Between the time that the SEC proposed the original rule in March 2022 to the time of Gerding’s statement, many have expressed frustration, confusion, and questioned the rationale of these rules. Gerding uses the beginning of his statement to offer a general rationale. “The Commission has noted that cybersecurity risks have increased alongside the ever-increasing share of economic activity that depends on electronic systems, the growth of remote work, the ability of criminals to monetize cybersecurity incidents, the use of digital payments, and the increasing reliance on third party service providers for information technology services, including cloud computing technology.” The cost of a cyber incident to both public companies and investors continues to grow at a rapid rate. In addition, cybersecurity disclosure practices have been inconsistent over the years, emphasizing the need for a standardized, improved approach. The SEC believes the final rule meets these needs and the landscape of today’s cyber world.
To help provide context on the incident disclosure portion of the rules, Gerding sought to answer three questions: what, when, and why. First, the rule requires public companies to “disclose the occurrence of a material cybersecurity incident and describe the material aspects of the nature, scope, and timing of the incident, as well as the material impact or reasonably likely material impact of the incident on the company, including its financial condition and results of operations.” The final rule encourages public companies not to overshare information when making a disclosure, such as technical information regarding the vulnerability and response. The SEC is attempting to limit technical information in its disclosure requirements that could potential be used by malicious actors in future attacks.

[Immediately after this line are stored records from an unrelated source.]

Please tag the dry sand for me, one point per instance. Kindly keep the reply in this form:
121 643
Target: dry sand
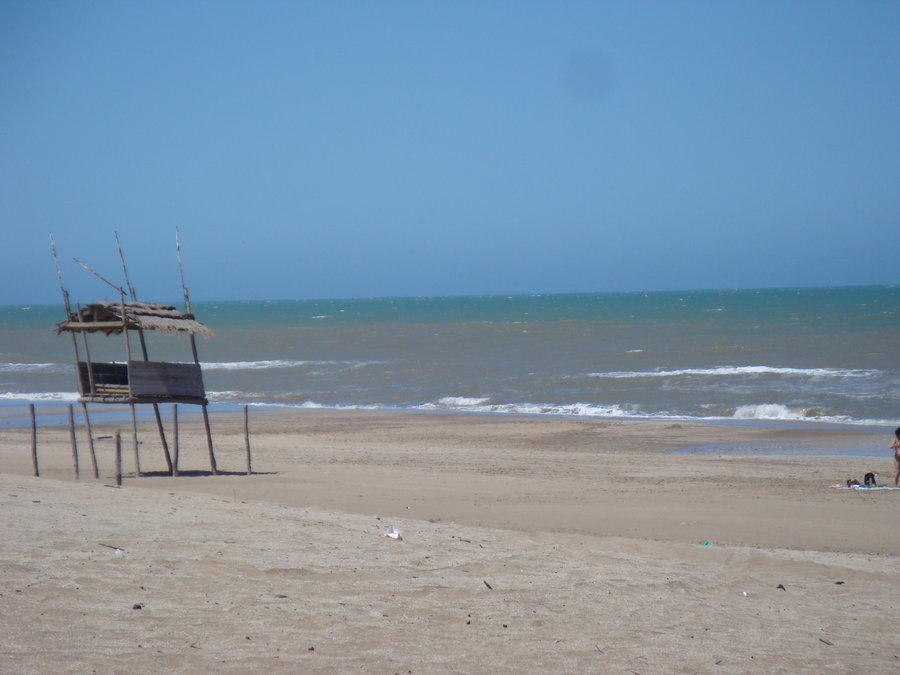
586 531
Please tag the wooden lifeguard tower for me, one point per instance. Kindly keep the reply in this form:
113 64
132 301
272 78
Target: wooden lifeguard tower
135 380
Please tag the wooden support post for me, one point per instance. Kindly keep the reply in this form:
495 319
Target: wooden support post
159 426
137 452
162 437
90 434
175 439
73 441
212 455
33 439
118 458
187 307
247 438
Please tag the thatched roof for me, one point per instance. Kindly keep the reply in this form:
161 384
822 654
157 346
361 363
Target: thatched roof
106 316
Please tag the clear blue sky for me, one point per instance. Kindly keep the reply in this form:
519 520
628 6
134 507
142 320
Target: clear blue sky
331 149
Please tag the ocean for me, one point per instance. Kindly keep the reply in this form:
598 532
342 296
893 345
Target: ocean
803 355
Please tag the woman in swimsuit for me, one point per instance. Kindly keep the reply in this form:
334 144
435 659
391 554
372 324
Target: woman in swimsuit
895 446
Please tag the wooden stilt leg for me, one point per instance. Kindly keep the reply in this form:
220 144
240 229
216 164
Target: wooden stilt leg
90 434
118 458
212 455
247 438
162 437
137 451
73 441
175 439
33 439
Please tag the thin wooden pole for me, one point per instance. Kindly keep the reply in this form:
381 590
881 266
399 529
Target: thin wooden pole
247 438
33 439
118 458
137 452
175 439
187 307
162 437
87 356
90 434
212 454
73 441
143 341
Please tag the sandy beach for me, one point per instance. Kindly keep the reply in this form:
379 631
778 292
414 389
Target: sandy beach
528 543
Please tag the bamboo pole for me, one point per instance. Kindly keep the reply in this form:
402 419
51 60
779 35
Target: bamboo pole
137 452
144 352
175 438
118 459
90 435
247 438
73 441
87 356
187 307
33 439
212 454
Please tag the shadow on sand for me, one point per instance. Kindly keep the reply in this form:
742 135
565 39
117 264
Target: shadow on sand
194 473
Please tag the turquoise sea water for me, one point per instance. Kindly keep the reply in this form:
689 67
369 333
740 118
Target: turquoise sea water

Second, Gerding offers some much-needed clarification on when a material incident must be disclosed. While the final rule requires disclosure within four business days after determination that the incident is material, it is important to note that the clock does not begin to tick as soon as the incident is discovered. A public company will have time to investigate, contact additional support, either through its third parties or outside agencies, and analyze before determining an incident is material, thus beginning the four-day deadline to disclose. The final rule includes language that states a public company must determine an incidents materiality “without unreasonable delay”. In addition, the SEC noted that the four-day deadline was chosen to remain consistent with other SEC 8-K reporting requirements. The Commission further understands that all material and disclosable information may not be readily available within four business days, even after investigation. In this instance, the final rule contains instructions for a public company to issue a subsequent filing.
Finally, Gerding used the statement to highlight the importance of using a materiality standard for this rule. The rule utilizes the same definition of materiality that the SEC and the Supreme Court uses in other contexts. “The term “material,” when used to qualify a requirement for the furnishing of information as to any subject, limits the information required to those matters to which there is a substantial likelihood that a reasonable investor would attach importance in determining whether to buy or sell the securities registered.” This definition and context when considering cybersecurity incidents goes back to the needs of investors.
Regarding the Risk Management, Strategy, and Governance disclosure part of the rule, Gerding addresses some commenters concerns stating that the disclosure requirements are high level in nature, and are not meant to prescribe any required controls for public companies to implement.
The statement concludes with Gerding encouraging companies to ask further questions. The SEC’s intent is not to add another compliance “checklist” item or create “gotcha” scenarios, but rather foster open communication and transparency that investors and other companies may find useful and beneficial.